Krieg
um Weltherrschaft:
Ein Mann gegen die Welt
Von Uri Avnery
Ein großes
zivilisiertes Volk wählte demokratisch einen fanatischen Demagogen,
der Krieg predigte. Tatsächlich hatte er gar nicht die Mehrheit der
Stimmen erhalten, aber trotz alledem wurde sein Aufstieg zur Macht
irgendwie arrangiert.
Bald, nachdem er die Macht übernommen hatte, manipulierte er einen
dramatischen Überfall, um seine Herrschaft über das Land zu festigen
und einen Angriff auf kleinere Nationen vorzubereiten. Eine
gewaltige Propagandamaschine verwandelte die "Feinde" in Teufel, die
Inkarnation des Bösen.
Der Ruf nach einem Krieg befähigte ihn, das ganze Volk hinter sich
zu einigen, die Opposition zum Schweigen zu bringen, nach und nach
die Menschenrechte einzuschränken, die wirtschaftliche Krise zu
überwinden und die Hand zur Weltherrschaft auszustrecken.

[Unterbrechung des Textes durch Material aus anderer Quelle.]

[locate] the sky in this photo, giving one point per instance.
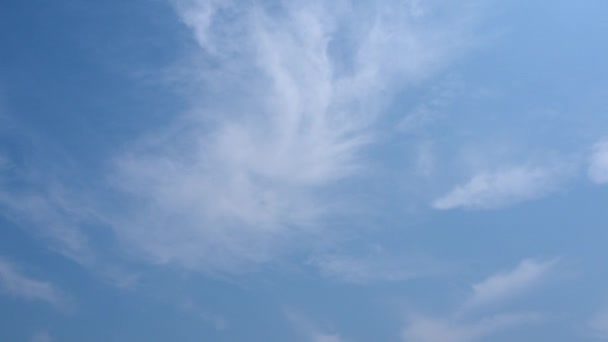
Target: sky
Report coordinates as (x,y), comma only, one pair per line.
(303,170)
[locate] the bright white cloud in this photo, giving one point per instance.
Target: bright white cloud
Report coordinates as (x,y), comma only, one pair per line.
(327,338)
(463,325)
(432,330)
(489,190)
(41,337)
(374,268)
(310,330)
(16,284)
(291,94)
(598,163)
(505,285)
(598,324)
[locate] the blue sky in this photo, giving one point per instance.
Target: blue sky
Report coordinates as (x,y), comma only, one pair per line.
(323,171)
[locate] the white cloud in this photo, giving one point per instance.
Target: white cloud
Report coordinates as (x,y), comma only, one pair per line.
(489,190)
(310,330)
(290,97)
(505,285)
(598,325)
(16,284)
(423,329)
(327,338)
(41,337)
(598,163)
(375,268)
(463,325)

Er liebte es, in Uniform photographiert zu werden, an Soldatenreihen
entlang zu gehen, als ob er ein großer militärischer Führer sei.

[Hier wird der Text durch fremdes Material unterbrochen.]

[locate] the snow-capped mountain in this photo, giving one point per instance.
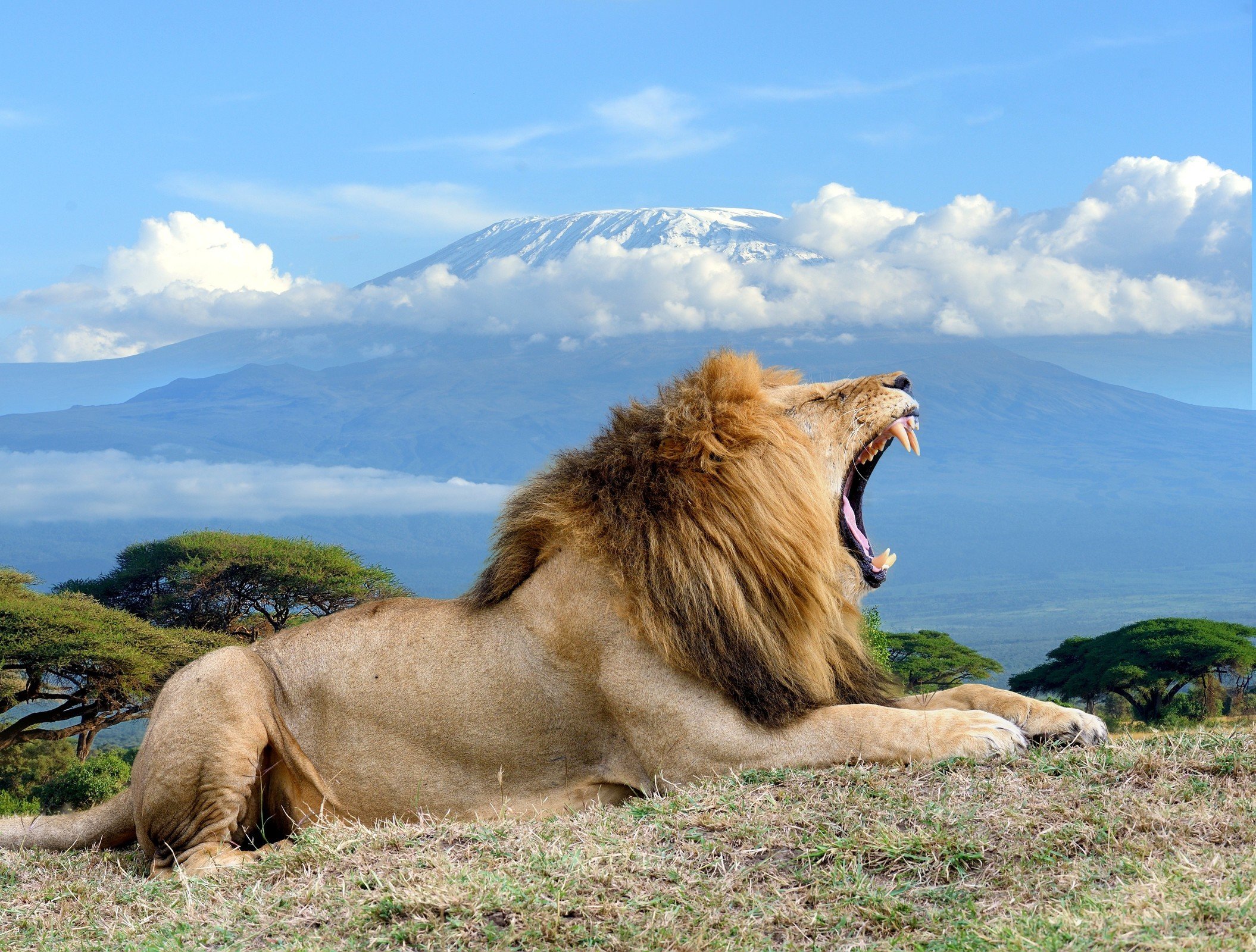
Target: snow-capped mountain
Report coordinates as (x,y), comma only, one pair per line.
(741,234)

Ich meine natürlich Adolf Hitler.
Das deutsche Volk, das
ihm die Macht gab und ihm blind folgte, selbst dann noch, als er
verruchte Verbrechen beging, zahlte einen hohen Preis. Es hat seine
Lektion gelernt. Nun verabscheut es den Krieg, jeden Krieg, aus
tiefster Seele. Hundert Tausende – junge Leute, Kinder, Enkel,
Urenkel jener Generation –marschieren in diesen Tagen durch die
Straßen Deutschlands, um gegen Bushs Krieg zu protestieren. Sein
Bundeskanzler Schröder wurde nur deshalb gewählt, weil er sein
tiefes Verlangen nach Frieden zum Ausdruck brachte. Das Volk
verwandelte sich in das unkriegerischste Volk.
Ist das nicht
wunderbar? Ganz und gar nicht! Die amerikanischen und die britischen
Führer verurteilen Deutschland für seine Weigerung, sich am Krieg zu
beteiligen. Die israelische Regierung ist voller Verachtung: Was für
Waschlappen, diese Deutschen! Verfluchte Pazifisten! Feiglinge!
Erbärmliche Leute, die sich weigern zu kämpfen!

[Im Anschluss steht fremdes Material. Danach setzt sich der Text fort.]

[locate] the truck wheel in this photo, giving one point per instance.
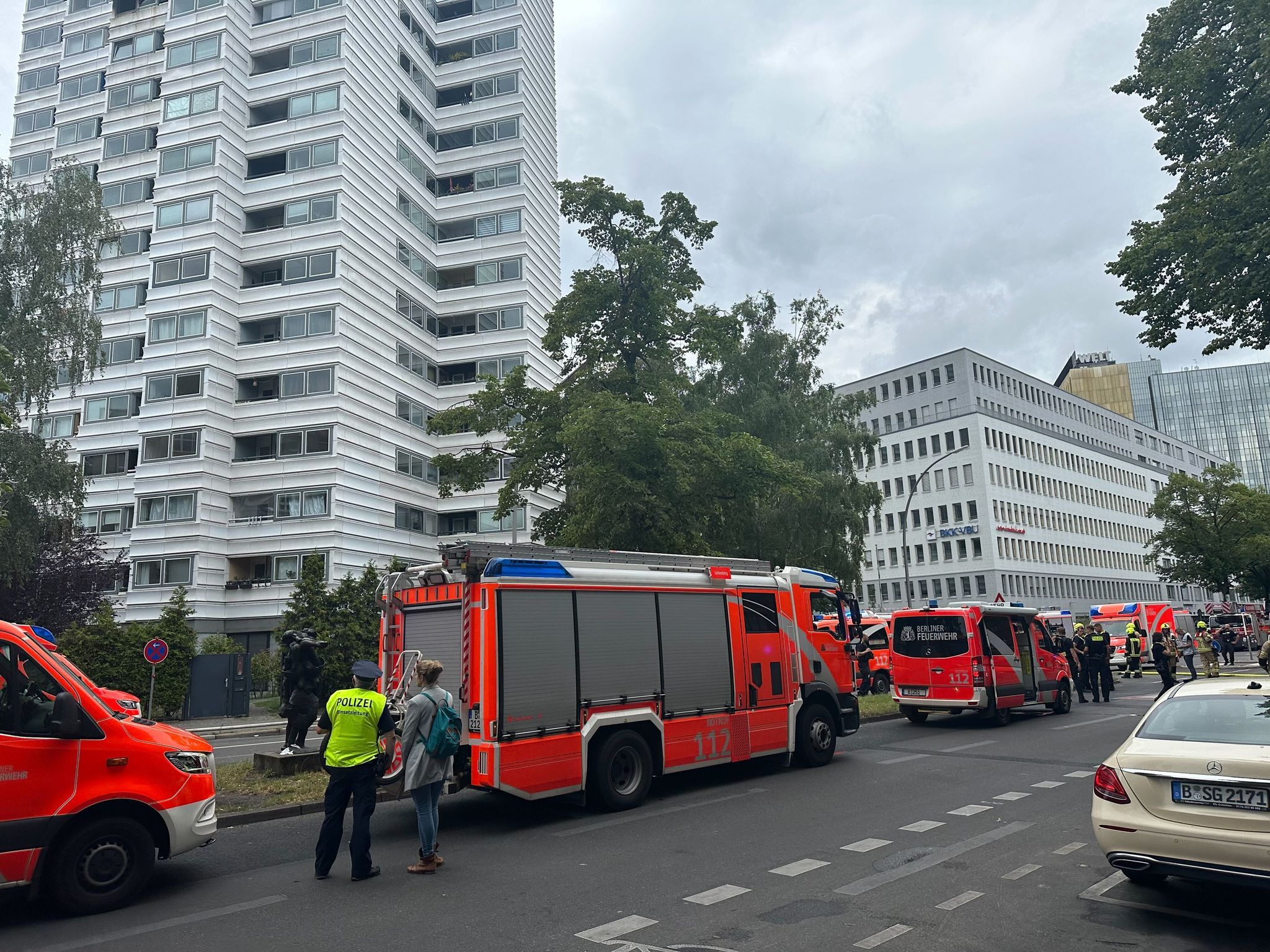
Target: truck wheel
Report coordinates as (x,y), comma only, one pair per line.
(817,736)
(913,715)
(623,771)
(102,866)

All dies kaum 60 Jahre nach Hitlers Selbstmord. Wer hätte dies
geglaubt.
Und dies ist nicht das einzige Wunder, das in diesen Tagen
geschieht. Keineswegs.
Eine persönliche
Erinnerung (Verzeihung, wenn man dies schon mal gelesen hat): als
ich 8 Jahre alt war - zwei Jahre bevor meine Familie nach Hitlers
Machtergreifung aus Deutschland floh - war ich ein Schüler der
dritten Klasse einer Grundschule in Preußen, damals ein
sozial-demokratisches Bollwerk.
Einmal erzählte uns die Lehrerin von Hermann, dem Cherusker, dem es
9 n.Chr. gelungen war, die römische Armee in eine Falle zu locken
und zu vernichten. Der römische Kommandeur Varus stürzte sich in
sein Schwert, und Kaiser Augustus schrie verzweifelt: "Varus, gib
mir meine Legionen zurück!" An der Stelle, wo etwa die historische
Schlacht stattgefunden hat, steht heute ein großes Denkmal von
Hermann.
"Herman steht mit
seinem Gesicht zum Erbfeind," erklärt unsere Lehrerin, "Kinder, wer
ist der Erbfeind?" Alle Schüler der Klasse riefen wie mit einer
Stimme: "Frankreich! Frankreich!"
Nun stehen Deutschland
und Frankreich, die ehemaligen Erbfeinde, Schulter an Schulter
zusammen gegen Bushs Kriegspläne. Die amerikanische Regierung
verflucht und beschimpft sie, aber sie bleiben fest. Genug Krieg.
Genug Zerstörung und Blutvergießen. Andere Wege müssen gefunden
werden, um Probleme zu lösen.
Dies ist das andere Wunder. Aber selbst dies ist ein kleineres
Wunder, verglichen mit dem dritten historischen Wunder, das vor
unseren Augen geschieht.
Präsident Putin
erscheint in Berlin und Paris, begrüßt Chirac und Schröder herzlich
und fügt seine Stimme zu den ihrigen. Eine Front von Cherbourg am
Atlantik bis nach Wladiwostok am Pazifik. Das gab es nie zuvor.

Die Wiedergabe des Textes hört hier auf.